Tasmania’s Mercury issues apology to readers during election coverage ban

The recently appointed editor of the Mercury, Chris Jones, has taken a stand against Tasmania’s “ridiculous and outdated law”, which prevents the island state’s newspapers from publishing any coverage of the election during election day.

The paper’s front page was issued today with an apology to readers for being unable to provide any final election coverage before the country goes to the polls, claiming the paper’s staff “could go to jail if we tried to do our duty”.

The ban, which is unique to Tasmania, is spelled out in the Electoral Act, a law which was passed in 2004 as a rewritten update of 1984 legislation.

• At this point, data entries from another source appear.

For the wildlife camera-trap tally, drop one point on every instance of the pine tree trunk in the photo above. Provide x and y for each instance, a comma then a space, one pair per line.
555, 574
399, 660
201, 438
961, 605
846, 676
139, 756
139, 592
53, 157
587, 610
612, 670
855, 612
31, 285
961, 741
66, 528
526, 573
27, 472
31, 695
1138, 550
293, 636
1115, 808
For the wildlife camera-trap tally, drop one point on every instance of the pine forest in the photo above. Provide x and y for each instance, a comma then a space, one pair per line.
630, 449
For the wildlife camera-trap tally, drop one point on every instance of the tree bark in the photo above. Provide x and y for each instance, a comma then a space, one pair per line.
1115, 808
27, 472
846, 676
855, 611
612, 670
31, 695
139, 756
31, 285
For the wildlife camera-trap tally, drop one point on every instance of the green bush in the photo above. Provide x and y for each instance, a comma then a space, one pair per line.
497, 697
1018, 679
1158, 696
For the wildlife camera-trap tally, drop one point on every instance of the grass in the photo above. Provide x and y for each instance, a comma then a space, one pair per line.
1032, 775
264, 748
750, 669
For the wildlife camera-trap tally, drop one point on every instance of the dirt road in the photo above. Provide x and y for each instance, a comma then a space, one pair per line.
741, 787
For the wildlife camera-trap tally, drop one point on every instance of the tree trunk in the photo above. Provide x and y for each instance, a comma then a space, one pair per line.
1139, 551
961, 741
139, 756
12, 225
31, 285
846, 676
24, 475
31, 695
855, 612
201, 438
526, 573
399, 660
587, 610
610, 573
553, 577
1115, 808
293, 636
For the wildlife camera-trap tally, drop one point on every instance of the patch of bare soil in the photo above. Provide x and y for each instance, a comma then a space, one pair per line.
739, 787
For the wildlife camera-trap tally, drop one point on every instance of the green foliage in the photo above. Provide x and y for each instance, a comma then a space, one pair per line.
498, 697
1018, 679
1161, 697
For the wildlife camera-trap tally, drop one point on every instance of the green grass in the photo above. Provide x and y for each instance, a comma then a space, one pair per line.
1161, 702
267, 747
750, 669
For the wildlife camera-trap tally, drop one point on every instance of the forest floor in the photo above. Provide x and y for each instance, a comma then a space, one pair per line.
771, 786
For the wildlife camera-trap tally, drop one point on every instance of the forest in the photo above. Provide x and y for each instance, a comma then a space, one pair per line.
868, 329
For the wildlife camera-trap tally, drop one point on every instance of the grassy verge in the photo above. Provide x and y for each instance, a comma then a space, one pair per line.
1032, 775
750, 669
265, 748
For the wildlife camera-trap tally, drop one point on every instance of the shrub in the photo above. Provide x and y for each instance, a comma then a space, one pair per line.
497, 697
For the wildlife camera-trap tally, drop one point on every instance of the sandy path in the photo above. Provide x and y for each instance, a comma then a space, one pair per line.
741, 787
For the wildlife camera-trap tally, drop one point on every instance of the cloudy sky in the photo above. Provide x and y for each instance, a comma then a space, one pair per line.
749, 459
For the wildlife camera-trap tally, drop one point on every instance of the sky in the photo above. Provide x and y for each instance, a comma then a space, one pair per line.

Section 198 of the act states that “a person must not, on the polling day fixed for an election … publish or cause to be published in a newspaper … a matter or comment relating to a candidate or a question arising from, or an issue of, the election campaign”.

The law only applies to newspapers, while radio, television and social media outlets are exempt.

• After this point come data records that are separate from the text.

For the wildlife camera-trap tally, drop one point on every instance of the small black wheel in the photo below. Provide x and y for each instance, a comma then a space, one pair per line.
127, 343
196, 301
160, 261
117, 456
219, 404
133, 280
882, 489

Mercury editor Chris Jones said the ban denies the public their “right to be fully informed.”

“This ridiculous and outdated law is a direct attack on the public’s right to know,” he said.

“It denies voters their right to be fully informed on election day, and makes it so much easier for mistruths to spread on unregulated social media to influence what people hear before they cast their ballot. The next Parliament must repeal this bizarre law, and we will be fighting hard to ensure that happens.”